NO photograph or painting can quite re-create the experience of a mountaintop vista. The sight is an exhilaration - often invoking feelings completely removed from the everyday. Anyone who has taken a night flight out of Denver over the Rocky Mountains in winter during a full moon, with the white ranges glowing below, can understand.
A recent flight I took out of Athens - up along the Adriatic Sea, the panorama of the Dalmatian Coast, and the striking mountain ranges of Montenegro and Bosnia beyond - left one feeling somehow that there is a greater reality than the furious insanity taking place in the valleys just below.
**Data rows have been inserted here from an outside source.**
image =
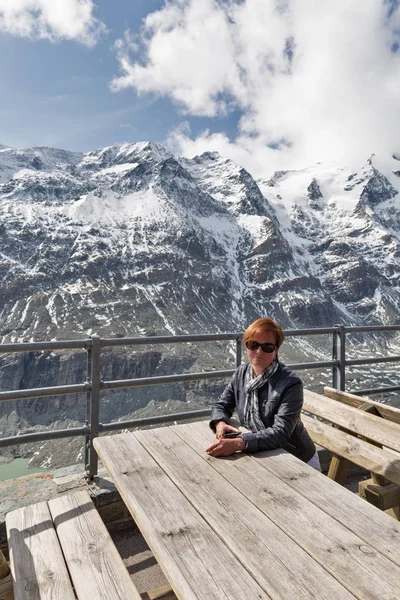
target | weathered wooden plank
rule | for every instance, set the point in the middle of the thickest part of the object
(194, 559)
(391, 413)
(383, 497)
(280, 566)
(360, 452)
(338, 469)
(6, 588)
(356, 565)
(4, 567)
(36, 560)
(96, 568)
(382, 431)
(371, 525)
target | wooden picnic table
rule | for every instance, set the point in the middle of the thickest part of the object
(250, 526)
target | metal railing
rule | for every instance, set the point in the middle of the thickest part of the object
(94, 384)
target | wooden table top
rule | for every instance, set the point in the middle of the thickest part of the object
(250, 526)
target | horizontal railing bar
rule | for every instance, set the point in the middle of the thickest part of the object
(371, 361)
(175, 339)
(41, 436)
(311, 331)
(142, 381)
(50, 391)
(40, 346)
(392, 388)
(170, 339)
(205, 412)
(313, 365)
(370, 328)
(146, 381)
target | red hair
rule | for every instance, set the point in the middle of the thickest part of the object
(260, 326)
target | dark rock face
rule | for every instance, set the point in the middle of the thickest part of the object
(314, 194)
(129, 240)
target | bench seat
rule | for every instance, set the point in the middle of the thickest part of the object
(61, 550)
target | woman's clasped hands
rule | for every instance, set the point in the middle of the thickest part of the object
(225, 446)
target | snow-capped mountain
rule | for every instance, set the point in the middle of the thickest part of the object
(130, 239)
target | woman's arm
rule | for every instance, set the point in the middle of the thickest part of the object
(223, 409)
(285, 420)
(225, 405)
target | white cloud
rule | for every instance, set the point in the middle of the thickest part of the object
(313, 82)
(51, 19)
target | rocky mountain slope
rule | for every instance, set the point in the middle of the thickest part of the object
(130, 240)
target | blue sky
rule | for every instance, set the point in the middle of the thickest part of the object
(203, 75)
(57, 93)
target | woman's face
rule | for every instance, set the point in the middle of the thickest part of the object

The mountains featured here by Monitor photographer Melanie Stetson Freeman are in California. The peaks emerging out of mist, the layered lines leading to a horizon, and the solid serenity bring to mind the definition of great architecture as ''frozen music.'' In this case, the architect is the Creator.
One imagines the climb needed to take this shot. Yet as mountain climbers know, the arduous ascent is, at least for the moment, completely erased in the view from the peak.
Here is some kind of clean and definable grandeur. One feels, on the mountain, that certain things are allowed that might be contested below. Here, a sense of reverence need not be apologized for, rationalized, deconstructed, or trivialized. Gazing over these peaks, one may think in new ways about the past or the future. One may even sense - in the presence of these symbols of power, in the solitude, with only the wind - that it is possible to find, or reach out and touch, some kind of perfect justice.
Along with communicating grandeur, the mountains also offer sanctuary. These magnificent peaks almost conspire to reach out and embrace, as if to say: ''We know the heart of man. In our presence, the wicked cannot survive.'' That may seem hard to imagine. But this is probably why the ancient Hebrews found security and protection in the heights. When pursued by trouble, the Psalmist would ''flee as a bird to the mountain.'' One can look unto the hills from whence cometh one's help. Even Zion, the city of God, is to ''get up into the high mountain,'' in preparation for the day of gladness.